In North Rhine-Westphalia’s most populous federal state alone, the inflation rate rose to 7.7% in April, the highest level since 1973. In Baden-Württemberg, it rose to 7.0%, the highest level since early 1974. In Bavaria and Hesse, inflation slowed slightly but remained at a high level.
The Russian invasion of Ukraine is causing energy and raw material prices to rise dramatically. “The high double-digit inflation rates for wholesale and import prices show that there is still much more inflation in the pipeline,” said Friedrich Heinemann of the ZEW Institute. Energy prices rose nationwide by 35.3% in April. Consumers realize this when fueling and heating. In NRW, fuel and domestic energy increased by around 37%. Food prices also rose a good ten percent. Nationwide there was an increase of 8.5 percent. Services increased by 2.9 percent and therefore more strongly than in the previous month.
This shows that consumer prices are rising in all sectors and not just around energy. At the same time, this raises concerns among experts that the price increase could last longer than initially anticipated.
The federal government expects an average inflation of 6.1 percent this year – which would be the highest level since 1981. For comparison: last year the rate was 3.1% and in 2020 it was just 0.5%.
Many companies want to raise the prices of their products to cushion the rising costs. “This is now affecting the entire economy,” Ifo expert Klaus Wohlrabe said recently in an interview with Reuters. In retail, three out of four companies plan to do this. Rising consumer prices are also dampening the buying mood in Germany. The GfK barometer for consumer weather has dropped to its lowest level since the survey began in the early 1990s. Nuremberg market researchers justify this with war and inflation and are skeptical of private consumption: “This means that hopes for recovery as a result of the loosening of restrictions caused by the pandemic have finally been dashed.”
The European Central Bank (ECB) sees inflation around two percent as ideal for the economy in the medium term. The central bank is currently in a dilemma. It would have to raise interest rates, but it doesn’t want to weaken the eurozone economy further because of the risk of recession.

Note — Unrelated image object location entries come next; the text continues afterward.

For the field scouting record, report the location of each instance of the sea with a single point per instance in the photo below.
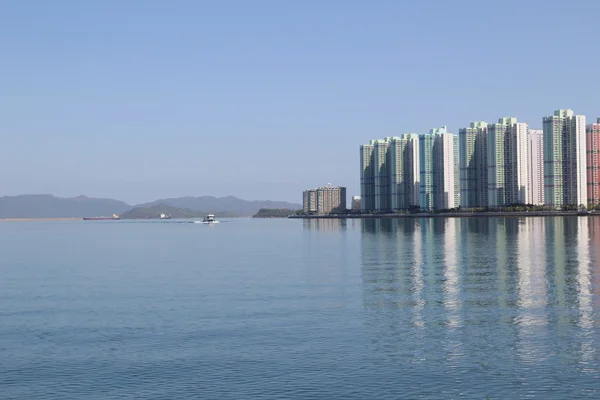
(433, 308)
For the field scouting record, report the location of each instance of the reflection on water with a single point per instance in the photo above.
(325, 224)
(515, 296)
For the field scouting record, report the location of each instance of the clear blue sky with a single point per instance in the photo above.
(139, 100)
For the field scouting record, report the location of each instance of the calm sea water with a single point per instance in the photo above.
(291, 309)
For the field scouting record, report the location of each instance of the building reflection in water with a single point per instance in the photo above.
(325, 224)
(443, 288)
(584, 283)
(532, 296)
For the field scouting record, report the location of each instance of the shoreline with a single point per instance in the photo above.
(38, 219)
(453, 215)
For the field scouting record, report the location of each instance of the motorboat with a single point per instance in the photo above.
(210, 219)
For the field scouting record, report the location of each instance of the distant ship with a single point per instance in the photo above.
(210, 219)
(115, 216)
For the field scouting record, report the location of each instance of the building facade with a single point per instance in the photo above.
(324, 200)
(404, 177)
(356, 203)
(593, 162)
(535, 166)
(382, 176)
(473, 165)
(507, 163)
(439, 169)
(367, 177)
(565, 172)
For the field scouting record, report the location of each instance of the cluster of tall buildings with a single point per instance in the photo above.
(486, 165)
(324, 200)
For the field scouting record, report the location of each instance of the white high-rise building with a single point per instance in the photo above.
(440, 177)
(565, 179)
(507, 163)
(535, 169)
(403, 159)
(473, 165)
(367, 177)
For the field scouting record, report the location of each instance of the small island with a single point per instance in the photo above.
(154, 212)
(276, 213)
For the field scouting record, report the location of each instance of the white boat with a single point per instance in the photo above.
(210, 219)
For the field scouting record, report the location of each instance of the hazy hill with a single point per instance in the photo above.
(153, 212)
(242, 208)
(48, 206)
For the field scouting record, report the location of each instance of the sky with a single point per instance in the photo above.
(145, 99)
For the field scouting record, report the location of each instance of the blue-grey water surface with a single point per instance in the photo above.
(289, 309)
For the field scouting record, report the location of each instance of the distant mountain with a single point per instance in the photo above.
(48, 206)
(242, 208)
(154, 212)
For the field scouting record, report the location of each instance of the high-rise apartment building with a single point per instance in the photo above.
(593, 162)
(565, 172)
(367, 177)
(355, 203)
(507, 163)
(404, 177)
(439, 169)
(381, 174)
(535, 166)
(390, 173)
(324, 200)
(473, 165)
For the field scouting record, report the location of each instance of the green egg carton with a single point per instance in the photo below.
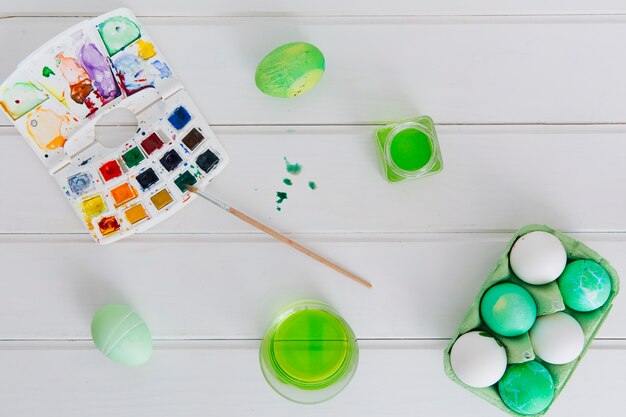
(548, 299)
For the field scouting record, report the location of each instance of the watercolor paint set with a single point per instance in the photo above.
(57, 95)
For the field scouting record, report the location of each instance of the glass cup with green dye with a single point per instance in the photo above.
(309, 354)
(409, 149)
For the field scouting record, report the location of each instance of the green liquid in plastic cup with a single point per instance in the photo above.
(309, 354)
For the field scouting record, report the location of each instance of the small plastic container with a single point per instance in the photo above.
(309, 354)
(409, 149)
(549, 301)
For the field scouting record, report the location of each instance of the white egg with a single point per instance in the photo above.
(557, 338)
(478, 359)
(538, 258)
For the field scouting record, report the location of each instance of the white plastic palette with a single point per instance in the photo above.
(59, 92)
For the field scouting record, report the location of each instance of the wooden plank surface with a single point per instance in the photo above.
(464, 70)
(222, 287)
(197, 379)
(545, 90)
(320, 7)
(494, 178)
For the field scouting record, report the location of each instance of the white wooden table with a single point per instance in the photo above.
(530, 104)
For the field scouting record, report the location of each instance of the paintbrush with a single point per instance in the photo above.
(279, 236)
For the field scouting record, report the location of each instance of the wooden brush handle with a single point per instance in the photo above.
(297, 246)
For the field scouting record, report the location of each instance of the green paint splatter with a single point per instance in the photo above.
(47, 72)
(281, 196)
(293, 169)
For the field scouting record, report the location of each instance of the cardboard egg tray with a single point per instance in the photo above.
(548, 299)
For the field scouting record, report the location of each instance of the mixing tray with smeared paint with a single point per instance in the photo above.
(59, 92)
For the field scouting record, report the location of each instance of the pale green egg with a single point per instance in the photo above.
(290, 70)
(121, 335)
(508, 309)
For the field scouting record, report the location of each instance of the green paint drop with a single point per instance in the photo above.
(310, 347)
(47, 72)
(411, 149)
(281, 196)
(293, 169)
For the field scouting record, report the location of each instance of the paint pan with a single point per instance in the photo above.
(57, 95)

Experts expect an interest rate turnaround this year, and ECB chief Christine Lagarde described a rate hike for 2022 as likely. “The inflation alarm clock has been ringing for some time, the ECB so far has only hit the snooze button,” said Ulrich Kater, chief economist at DekaBank. “This is over now, the central bank will act.”
ECB Vice President Luis de Guindos warned on Thursday before the European Parliament’s Committee on Economic and Monetary Affairs that consumer prices “very likely” will remain high in the coming months. In March, the inflation rate in the euro zone hit a record 7.4%. Experts polled by Reuters expect the April data with Friday’s forecast to rise to 7.5 percent.